Nine empty seats of the Supreme Court of Canada
Imagine you’ve spent decades building your career. Finally, you are chosen from among your peers for the highest position in your field. Then, on your 75th birthday, you’re forced to retire. What would you do with yourself? Would you go quietly into retirement and spend time with your family? Would you start a job in a completely different field? Would you find a different way to continue the work you’ve done your whole life? These are the questions Canadian Supreme Court (SCC) justices must ask themselves when the reach the required age of retirement. An important consideration to their post-retirement choices is that, in Canadian legal culture, it is distasteful to fully remove the shroud of neutrality once one has been a judge. This post will take a look at why this is the practice in Canada and how retiring justices balance continuing their careers and maintaining their judicial personas.
Why Have Required Retirement?
Obviously, many justices are far from done contributing to the legal field when they reach the age of retirement. This begs the question: in this day and age, is mandatory retirement necessary? Arguably, there are several benefits to having mandatory retirement. Firstly, looking at the recent experience of our neighbors to the south with the death of US Supreme Court Justice Ruth Bader Ginsberg in 2020, lack of a mandatory retirement leads to uncertainty. Knowing when a justice’s retirement is coming up allows the government to begin appointment proceedings and allows the legal profession to prepare for a change in regime.
Mandatory retirement doesn’t guarantee certainty — a justice may die in office like Justice Sopinka or retire early like Justice Arbor — but it does provide a cushion for the public and the government.
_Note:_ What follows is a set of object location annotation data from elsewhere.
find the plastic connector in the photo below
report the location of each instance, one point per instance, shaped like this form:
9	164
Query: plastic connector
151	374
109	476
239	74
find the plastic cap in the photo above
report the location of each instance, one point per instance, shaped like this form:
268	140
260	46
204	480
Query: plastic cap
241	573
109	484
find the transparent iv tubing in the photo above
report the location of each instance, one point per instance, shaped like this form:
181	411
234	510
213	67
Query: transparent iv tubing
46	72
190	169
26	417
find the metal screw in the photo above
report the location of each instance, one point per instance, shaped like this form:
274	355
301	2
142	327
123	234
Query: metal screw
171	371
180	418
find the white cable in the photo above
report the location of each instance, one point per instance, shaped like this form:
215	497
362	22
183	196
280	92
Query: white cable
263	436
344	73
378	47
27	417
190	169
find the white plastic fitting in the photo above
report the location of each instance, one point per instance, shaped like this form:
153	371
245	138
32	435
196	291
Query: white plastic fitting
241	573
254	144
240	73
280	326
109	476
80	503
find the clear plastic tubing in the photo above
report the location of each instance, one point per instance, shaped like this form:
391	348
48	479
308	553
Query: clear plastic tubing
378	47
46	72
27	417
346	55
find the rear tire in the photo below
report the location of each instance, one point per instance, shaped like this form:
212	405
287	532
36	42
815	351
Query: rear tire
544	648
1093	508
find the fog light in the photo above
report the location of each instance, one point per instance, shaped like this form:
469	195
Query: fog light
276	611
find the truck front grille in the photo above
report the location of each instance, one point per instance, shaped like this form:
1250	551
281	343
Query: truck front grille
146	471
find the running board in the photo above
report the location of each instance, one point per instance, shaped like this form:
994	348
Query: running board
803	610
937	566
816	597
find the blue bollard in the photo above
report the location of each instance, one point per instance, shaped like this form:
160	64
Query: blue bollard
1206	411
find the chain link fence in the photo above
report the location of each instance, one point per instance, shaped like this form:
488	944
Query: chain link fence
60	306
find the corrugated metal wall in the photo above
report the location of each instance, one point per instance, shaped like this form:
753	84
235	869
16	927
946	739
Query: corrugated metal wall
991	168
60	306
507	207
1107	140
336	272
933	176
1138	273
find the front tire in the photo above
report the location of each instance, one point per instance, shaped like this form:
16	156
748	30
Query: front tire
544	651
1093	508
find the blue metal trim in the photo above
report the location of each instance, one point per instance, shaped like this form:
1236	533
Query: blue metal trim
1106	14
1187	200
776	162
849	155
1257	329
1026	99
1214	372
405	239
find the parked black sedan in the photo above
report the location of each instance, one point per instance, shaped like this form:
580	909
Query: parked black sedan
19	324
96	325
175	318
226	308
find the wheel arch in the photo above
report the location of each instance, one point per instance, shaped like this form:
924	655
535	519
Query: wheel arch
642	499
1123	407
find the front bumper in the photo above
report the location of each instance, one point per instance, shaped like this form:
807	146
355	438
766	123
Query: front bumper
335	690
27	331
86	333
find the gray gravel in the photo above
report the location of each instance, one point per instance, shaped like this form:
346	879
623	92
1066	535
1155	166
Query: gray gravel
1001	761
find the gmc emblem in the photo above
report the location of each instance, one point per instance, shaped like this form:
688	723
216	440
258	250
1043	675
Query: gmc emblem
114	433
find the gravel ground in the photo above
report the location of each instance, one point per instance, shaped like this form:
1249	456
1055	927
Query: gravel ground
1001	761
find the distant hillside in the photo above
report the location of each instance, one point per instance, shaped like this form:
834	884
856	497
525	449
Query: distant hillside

Because justices are appointed and not elected, the public doesn’t have a significant say in who is on the bench. However, a benefit of mandatory retirement is that, when a retirement is planned close to an election, voters have the opportunity to impact the bench with their vote for representatives. Perhaps the appointment of SCC justices isn’t usually front of mind for most voters. However, as the US saw after the decision in Dobbs v. Jackson Women’s Health (the case overruling the constitutional protection for abortion), unpopular court decisions can have an impact on the ballot box.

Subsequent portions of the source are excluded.